I remember that they had shown a documentary covering a topic like this, some years back but I had missed the show because of elctricity failure.

Here is a small clip, I have typed in from the article:

...... In 1987, Rebecca Cann, one of Wilson's students, applied his insight to a series of specimens taken from peole whose ancestors came from different parts of the world. By analyzing the mutational differences that had accumulated since their mitochondria shared a common ancestor, she was able to construct a matriline (or, perhaps more accurately, a matritree) connecting them. The result was a revelation. Whichever way you drew the tree (statistics not being an exact science, there was more than one solution), its root was unveiled as an African species. But Dr Cann went further. Using estimates of how often mutations appear in mitochondrial DNA (the so called molecular clock), she and Wilson did some matridendrochronology. The result suggests that ll the lines converge on the ovaries of a single woman who lived some 150,000 yeras ago. There was much excited reporting at the time about the discovery and dating of this African "Eve". ......

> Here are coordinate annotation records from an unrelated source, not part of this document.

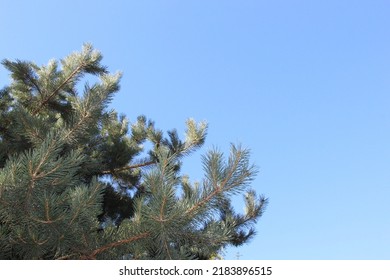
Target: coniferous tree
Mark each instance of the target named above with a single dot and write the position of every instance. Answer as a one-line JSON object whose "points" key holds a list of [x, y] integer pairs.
{"points": [[76, 182]]}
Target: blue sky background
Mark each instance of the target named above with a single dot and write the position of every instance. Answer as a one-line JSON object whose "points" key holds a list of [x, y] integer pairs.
{"points": [[304, 84]]}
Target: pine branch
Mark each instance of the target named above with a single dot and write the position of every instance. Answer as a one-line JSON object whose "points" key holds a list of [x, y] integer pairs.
{"points": [[75, 72], [116, 244], [148, 163]]}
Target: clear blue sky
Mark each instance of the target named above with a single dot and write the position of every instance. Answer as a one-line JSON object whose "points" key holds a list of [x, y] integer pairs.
{"points": [[304, 84]]}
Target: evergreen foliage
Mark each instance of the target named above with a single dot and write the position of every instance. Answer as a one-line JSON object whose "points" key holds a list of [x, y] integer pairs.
{"points": [[76, 182]]}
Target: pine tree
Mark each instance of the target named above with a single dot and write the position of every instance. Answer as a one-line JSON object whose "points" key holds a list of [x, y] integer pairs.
{"points": [[77, 183]]}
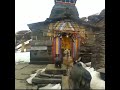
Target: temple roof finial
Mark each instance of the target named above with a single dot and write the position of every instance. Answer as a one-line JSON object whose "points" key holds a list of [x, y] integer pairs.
{"points": [[65, 1]]}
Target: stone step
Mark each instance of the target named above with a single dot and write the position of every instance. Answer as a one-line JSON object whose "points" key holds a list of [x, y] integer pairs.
{"points": [[40, 62]]}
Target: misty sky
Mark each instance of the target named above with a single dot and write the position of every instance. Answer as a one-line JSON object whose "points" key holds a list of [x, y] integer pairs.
{"points": [[31, 11]]}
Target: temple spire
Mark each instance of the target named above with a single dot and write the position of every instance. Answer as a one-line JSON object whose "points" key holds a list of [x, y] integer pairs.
{"points": [[65, 1]]}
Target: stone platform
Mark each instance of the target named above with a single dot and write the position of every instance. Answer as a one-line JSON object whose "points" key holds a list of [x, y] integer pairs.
{"points": [[50, 69]]}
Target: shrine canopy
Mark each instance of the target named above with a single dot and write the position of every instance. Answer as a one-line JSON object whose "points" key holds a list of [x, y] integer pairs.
{"points": [[66, 1]]}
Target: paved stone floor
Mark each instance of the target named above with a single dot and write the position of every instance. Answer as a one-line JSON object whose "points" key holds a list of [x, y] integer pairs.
{"points": [[22, 72]]}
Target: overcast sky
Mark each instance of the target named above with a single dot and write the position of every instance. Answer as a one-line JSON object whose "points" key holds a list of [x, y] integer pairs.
{"points": [[31, 11]]}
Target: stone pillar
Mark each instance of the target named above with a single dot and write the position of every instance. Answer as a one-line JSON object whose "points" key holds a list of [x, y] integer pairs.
{"points": [[98, 51]]}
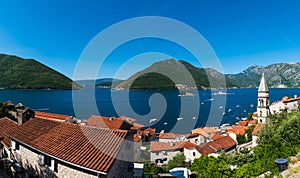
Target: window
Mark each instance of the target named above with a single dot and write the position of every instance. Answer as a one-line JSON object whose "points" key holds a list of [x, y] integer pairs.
{"points": [[48, 162], [15, 145]]}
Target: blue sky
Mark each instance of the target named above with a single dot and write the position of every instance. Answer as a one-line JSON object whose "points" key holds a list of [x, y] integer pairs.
{"points": [[241, 33]]}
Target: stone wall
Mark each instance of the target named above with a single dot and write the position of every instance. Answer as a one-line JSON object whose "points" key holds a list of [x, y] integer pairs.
{"points": [[163, 155], [66, 172], [120, 170], [30, 161]]}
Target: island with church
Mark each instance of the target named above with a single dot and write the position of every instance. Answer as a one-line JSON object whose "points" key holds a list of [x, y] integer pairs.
{"points": [[251, 147]]}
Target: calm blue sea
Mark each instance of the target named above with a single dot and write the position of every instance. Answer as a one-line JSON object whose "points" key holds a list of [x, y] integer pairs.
{"points": [[167, 110]]}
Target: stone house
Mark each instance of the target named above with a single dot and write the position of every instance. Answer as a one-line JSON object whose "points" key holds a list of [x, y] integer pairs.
{"points": [[286, 103], [6, 125], [47, 148], [195, 138], [162, 152]]}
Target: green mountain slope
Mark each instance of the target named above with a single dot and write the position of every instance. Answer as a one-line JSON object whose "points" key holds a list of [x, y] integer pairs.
{"points": [[19, 73], [165, 74], [277, 75]]}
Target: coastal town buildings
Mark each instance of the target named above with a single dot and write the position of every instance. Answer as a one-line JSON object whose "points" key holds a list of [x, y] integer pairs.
{"points": [[48, 147], [263, 101], [162, 152], [286, 103], [172, 137]]}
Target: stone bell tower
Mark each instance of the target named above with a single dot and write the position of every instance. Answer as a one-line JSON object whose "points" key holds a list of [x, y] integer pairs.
{"points": [[263, 101]]}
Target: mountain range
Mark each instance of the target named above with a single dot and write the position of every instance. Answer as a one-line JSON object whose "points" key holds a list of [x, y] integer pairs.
{"points": [[168, 73], [19, 73]]}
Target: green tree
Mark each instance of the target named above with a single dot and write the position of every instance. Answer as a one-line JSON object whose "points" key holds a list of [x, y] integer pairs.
{"points": [[241, 139], [151, 168], [249, 133], [211, 167], [177, 161]]}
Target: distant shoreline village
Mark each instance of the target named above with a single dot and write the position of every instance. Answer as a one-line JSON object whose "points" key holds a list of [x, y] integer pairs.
{"points": [[37, 143]]}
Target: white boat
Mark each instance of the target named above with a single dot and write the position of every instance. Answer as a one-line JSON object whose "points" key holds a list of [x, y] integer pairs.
{"points": [[179, 118], [152, 120], [186, 93]]}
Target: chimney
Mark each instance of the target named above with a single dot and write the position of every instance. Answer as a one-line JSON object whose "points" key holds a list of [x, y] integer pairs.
{"points": [[171, 144]]}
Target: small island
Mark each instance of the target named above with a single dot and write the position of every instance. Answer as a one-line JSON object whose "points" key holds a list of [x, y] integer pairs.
{"points": [[186, 93]]}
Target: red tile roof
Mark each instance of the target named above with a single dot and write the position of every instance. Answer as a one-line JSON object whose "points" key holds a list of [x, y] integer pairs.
{"points": [[252, 122], [167, 135], [225, 142], [164, 135], [92, 148], [217, 136], [161, 146], [149, 131], [255, 114], [256, 129], [6, 125], [287, 100], [205, 149], [217, 145], [236, 129], [243, 123], [206, 131], [137, 138], [105, 122], [55, 117]]}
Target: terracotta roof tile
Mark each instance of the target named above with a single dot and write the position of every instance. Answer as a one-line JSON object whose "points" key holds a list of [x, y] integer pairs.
{"points": [[237, 129], [255, 114], [105, 122], [287, 100], [6, 125], [137, 138], [167, 135], [206, 149], [217, 145], [55, 117], [149, 131], [243, 123], [161, 146], [256, 129], [252, 122], [225, 142], [93, 148], [217, 136]]}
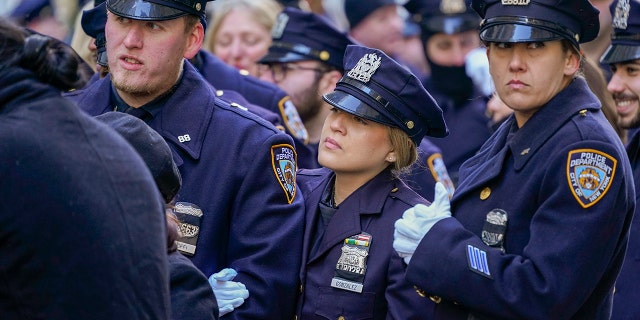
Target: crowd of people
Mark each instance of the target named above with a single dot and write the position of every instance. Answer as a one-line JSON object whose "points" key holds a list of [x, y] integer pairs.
{"points": [[319, 159]]}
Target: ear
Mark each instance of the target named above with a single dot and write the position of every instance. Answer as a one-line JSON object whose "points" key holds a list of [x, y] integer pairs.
{"points": [[572, 63], [194, 41], [328, 81]]}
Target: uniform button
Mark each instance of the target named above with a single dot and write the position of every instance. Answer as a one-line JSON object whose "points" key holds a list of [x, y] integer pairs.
{"points": [[485, 193], [435, 299]]}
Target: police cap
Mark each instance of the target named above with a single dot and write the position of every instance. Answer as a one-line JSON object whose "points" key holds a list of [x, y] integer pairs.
{"points": [[537, 20], [299, 35], [151, 147], [446, 16], [93, 22], [625, 41], [157, 9], [377, 88]]}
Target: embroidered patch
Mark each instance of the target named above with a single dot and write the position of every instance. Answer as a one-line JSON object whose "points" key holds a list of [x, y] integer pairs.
{"points": [[590, 173], [283, 160], [292, 120], [477, 260], [440, 173]]}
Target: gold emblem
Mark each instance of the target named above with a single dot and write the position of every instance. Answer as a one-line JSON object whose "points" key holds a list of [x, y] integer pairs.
{"points": [[621, 15], [365, 68]]}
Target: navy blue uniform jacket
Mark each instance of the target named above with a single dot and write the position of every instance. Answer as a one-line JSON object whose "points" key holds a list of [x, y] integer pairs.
{"points": [[565, 183], [252, 220], [82, 236], [373, 209]]}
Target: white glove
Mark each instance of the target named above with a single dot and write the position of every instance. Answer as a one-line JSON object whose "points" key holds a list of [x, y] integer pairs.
{"points": [[477, 68], [417, 221], [229, 294]]}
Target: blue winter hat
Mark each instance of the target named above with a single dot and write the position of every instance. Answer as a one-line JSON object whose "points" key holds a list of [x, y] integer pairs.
{"points": [[377, 88], [625, 41], [299, 35]]}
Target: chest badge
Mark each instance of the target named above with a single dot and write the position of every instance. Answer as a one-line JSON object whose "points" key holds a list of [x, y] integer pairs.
{"points": [[352, 264]]}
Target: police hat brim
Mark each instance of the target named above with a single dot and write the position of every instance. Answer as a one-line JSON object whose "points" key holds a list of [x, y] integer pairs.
{"points": [[275, 56], [143, 10], [517, 33], [348, 103], [620, 53]]}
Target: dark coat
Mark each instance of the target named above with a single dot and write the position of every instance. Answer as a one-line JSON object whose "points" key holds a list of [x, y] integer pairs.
{"points": [[565, 183], [82, 231], [230, 162], [373, 209]]}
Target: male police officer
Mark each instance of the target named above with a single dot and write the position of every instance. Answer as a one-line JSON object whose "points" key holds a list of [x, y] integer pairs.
{"points": [[623, 55], [238, 201]]}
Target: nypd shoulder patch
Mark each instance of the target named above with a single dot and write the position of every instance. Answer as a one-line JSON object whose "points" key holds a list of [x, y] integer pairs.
{"points": [[283, 160], [590, 173], [292, 119]]}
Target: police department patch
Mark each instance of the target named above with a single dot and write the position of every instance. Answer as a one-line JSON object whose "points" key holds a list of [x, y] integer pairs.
{"points": [[283, 159], [590, 173], [292, 119]]}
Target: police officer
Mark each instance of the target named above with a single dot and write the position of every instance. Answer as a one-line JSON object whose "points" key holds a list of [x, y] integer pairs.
{"points": [[380, 113], [238, 200], [82, 238], [449, 32], [538, 225], [623, 55]]}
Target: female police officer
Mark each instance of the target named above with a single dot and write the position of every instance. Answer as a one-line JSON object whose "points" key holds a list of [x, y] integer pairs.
{"points": [[380, 114], [541, 215]]}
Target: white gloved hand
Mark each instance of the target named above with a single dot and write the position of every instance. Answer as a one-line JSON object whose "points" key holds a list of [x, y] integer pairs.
{"points": [[477, 68], [417, 221], [229, 294]]}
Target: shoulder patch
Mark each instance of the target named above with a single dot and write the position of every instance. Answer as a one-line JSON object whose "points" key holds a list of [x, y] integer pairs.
{"points": [[292, 119], [283, 160], [439, 171], [590, 173]]}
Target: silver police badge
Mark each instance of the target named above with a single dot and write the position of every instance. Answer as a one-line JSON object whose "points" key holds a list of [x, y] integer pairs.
{"points": [[365, 67]]}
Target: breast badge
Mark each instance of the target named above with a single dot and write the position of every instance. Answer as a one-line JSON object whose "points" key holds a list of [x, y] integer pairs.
{"points": [[590, 173], [283, 160], [352, 264]]}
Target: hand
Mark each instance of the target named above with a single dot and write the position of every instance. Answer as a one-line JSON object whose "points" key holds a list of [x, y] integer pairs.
{"points": [[229, 294], [477, 68], [417, 221]]}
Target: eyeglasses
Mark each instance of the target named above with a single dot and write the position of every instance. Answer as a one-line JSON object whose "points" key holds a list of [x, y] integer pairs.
{"points": [[279, 70]]}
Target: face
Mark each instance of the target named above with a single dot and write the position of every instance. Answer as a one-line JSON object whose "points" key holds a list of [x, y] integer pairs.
{"points": [[625, 87], [528, 75], [354, 146], [300, 80], [450, 50], [381, 29], [146, 57], [240, 41]]}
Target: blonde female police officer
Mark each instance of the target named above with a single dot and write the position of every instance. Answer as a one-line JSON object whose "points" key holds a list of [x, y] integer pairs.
{"points": [[539, 223], [380, 113]]}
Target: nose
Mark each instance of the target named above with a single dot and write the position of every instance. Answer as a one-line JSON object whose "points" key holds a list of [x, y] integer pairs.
{"points": [[616, 84]]}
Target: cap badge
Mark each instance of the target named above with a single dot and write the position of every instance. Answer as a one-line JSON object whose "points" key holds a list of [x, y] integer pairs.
{"points": [[515, 2], [622, 14], [365, 68], [452, 6], [278, 27]]}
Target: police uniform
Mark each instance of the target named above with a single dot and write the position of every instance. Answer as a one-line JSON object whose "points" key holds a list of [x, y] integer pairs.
{"points": [[625, 46], [83, 236], [464, 106], [238, 203], [542, 211], [349, 268]]}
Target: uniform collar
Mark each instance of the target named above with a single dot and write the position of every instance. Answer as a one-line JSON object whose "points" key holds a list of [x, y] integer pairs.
{"points": [[546, 121]]}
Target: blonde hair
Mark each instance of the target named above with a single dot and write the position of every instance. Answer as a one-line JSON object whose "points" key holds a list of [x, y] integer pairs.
{"points": [[264, 13], [405, 149]]}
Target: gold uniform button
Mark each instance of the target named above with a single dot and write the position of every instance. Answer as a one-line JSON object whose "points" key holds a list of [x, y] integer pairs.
{"points": [[485, 193]]}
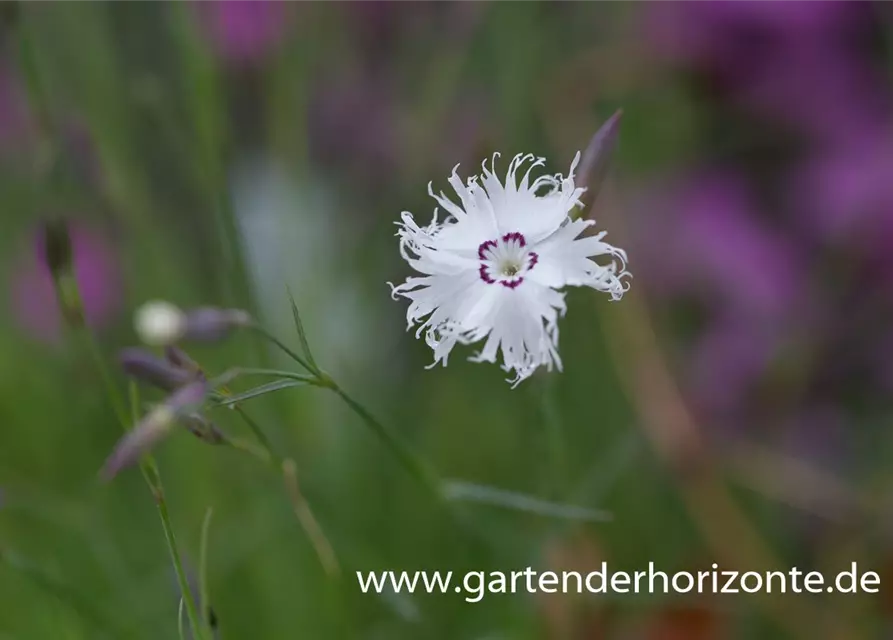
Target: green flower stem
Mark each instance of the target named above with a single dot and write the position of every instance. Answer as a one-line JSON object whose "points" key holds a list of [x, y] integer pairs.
{"points": [[149, 469], [284, 348], [287, 468], [410, 460]]}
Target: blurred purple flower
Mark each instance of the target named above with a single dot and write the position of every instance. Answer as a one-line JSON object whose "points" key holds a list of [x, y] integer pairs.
{"points": [[845, 191], [706, 237], [717, 33], [726, 362], [155, 425], [354, 124], [818, 90], [15, 121], [797, 60], [96, 269], [244, 31]]}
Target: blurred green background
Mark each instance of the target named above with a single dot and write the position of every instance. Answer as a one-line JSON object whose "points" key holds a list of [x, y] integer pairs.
{"points": [[733, 408]]}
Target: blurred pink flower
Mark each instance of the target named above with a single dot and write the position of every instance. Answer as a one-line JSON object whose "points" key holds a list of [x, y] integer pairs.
{"points": [[801, 61], [15, 122], [97, 270], [845, 191], [714, 32], [706, 237], [818, 90], [244, 31], [726, 362], [355, 124]]}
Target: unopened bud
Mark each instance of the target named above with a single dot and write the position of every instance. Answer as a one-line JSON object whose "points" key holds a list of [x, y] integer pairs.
{"points": [[159, 323], [154, 427], [162, 323], [210, 324], [204, 429], [57, 247], [181, 359], [158, 372]]}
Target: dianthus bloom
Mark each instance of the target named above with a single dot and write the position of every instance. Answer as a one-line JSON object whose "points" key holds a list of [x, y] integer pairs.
{"points": [[495, 267]]}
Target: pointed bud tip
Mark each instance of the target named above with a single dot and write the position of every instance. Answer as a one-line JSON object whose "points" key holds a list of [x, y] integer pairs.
{"points": [[159, 323]]}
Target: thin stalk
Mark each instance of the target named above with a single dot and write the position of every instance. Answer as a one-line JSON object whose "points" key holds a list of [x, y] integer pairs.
{"points": [[204, 598], [287, 468], [284, 348], [153, 478], [410, 460]]}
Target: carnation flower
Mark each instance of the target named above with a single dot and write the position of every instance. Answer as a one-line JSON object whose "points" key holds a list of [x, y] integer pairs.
{"points": [[495, 268]]}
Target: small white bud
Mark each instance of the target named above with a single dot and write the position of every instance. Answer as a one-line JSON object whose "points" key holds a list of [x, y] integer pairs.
{"points": [[159, 323]]}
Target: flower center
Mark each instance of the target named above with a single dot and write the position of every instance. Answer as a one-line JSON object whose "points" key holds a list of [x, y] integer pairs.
{"points": [[506, 260]]}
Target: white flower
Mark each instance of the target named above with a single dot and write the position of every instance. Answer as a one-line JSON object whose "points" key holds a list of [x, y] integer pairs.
{"points": [[495, 267], [159, 323]]}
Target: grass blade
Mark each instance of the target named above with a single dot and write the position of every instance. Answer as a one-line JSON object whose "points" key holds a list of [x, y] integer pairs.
{"points": [[262, 390], [302, 335], [461, 491]]}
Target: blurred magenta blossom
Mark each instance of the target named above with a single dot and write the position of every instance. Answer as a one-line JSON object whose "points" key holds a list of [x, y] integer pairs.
{"points": [[15, 122], [721, 250], [801, 61], [845, 192], [244, 31], [97, 269]]}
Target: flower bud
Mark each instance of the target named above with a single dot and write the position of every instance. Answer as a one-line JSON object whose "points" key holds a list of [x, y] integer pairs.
{"points": [[154, 426], [180, 359], [159, 323], [158, 372], [209, 324], [162, 323], [204, 429], [57, 247]]}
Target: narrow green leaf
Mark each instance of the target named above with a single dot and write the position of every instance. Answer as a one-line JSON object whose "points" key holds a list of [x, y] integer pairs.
{"points": [[302, 335], [180, 626], [204, 601], [262, 390], [461, 491]]}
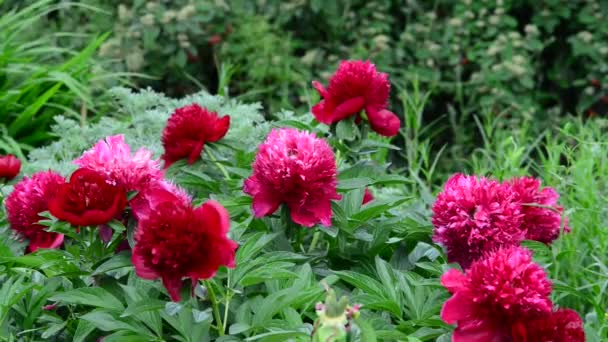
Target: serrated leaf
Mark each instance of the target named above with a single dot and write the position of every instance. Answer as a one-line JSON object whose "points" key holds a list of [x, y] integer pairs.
{"points": [[143, 306], [117, 261], [238, 328], [93, 296]]}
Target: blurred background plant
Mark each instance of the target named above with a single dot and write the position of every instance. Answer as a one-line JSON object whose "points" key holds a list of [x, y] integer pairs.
{"points": [[44, 73], [525, 61]]}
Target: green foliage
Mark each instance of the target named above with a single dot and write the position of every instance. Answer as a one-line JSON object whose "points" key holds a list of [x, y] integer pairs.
{"points": [[39, 80], [482, 87]]}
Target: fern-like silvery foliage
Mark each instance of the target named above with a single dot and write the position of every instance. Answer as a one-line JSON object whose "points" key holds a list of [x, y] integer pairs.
{"points": [[143, 116]]}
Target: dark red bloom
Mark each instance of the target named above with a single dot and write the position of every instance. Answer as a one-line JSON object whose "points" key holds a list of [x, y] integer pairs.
{"points": [[215, 39], [494, 295], [298, 169], [9, 167], [475, 215], [367, 196], [192, 57], [563, 325], [357, 86], [542, 216], [89, 199], [175, 241], [187, 131], [29, 198]]}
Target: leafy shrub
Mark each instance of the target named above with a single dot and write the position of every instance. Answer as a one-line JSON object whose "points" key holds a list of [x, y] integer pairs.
{"points": [[39, 80]]}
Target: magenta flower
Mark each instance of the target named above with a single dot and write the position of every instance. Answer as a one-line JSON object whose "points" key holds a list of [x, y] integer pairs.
{"points": [[563, 325], [161, 191], [112, 158], [357, 86], [367, 196], [495, 295], [29, 198], [542, 216], [475, 215], [175, 241], [298, 169], [188, 130]]}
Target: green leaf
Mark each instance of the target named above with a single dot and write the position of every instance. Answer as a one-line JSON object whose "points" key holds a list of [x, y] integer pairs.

This is indeed an intellectual story of mankind - and kudos to people who have done such a wonderful job - in finding the possible common mother of people, who even do not know about one another's existence today. I found it more and more interesting to continue the article and later at one point, came across another remarkable statement:

...... And there were few males more alpha in their behaviour than Genghis Khan, a man reported to have had about 500 wives and concubines, not to mention the sexual opportunities that come with conquest. It is probably no coincidence, therfore, that one man in every 12 of those who live within the frontiers of what was once the Mongol empire (and, indeed, one in 200 of all men alive today) have a stretch of DNA on their Y-chromosomes that dates back to the time and birthplace of the great Khan. ...

Hugh? This seems to be such a strange type of science, where such obscure terms like "speculation" is sometimes the basis of calculation. It is such a vague topic even to discuss here, but I could not resist without sharing these two facts published in The Economist of 2005 December end-week.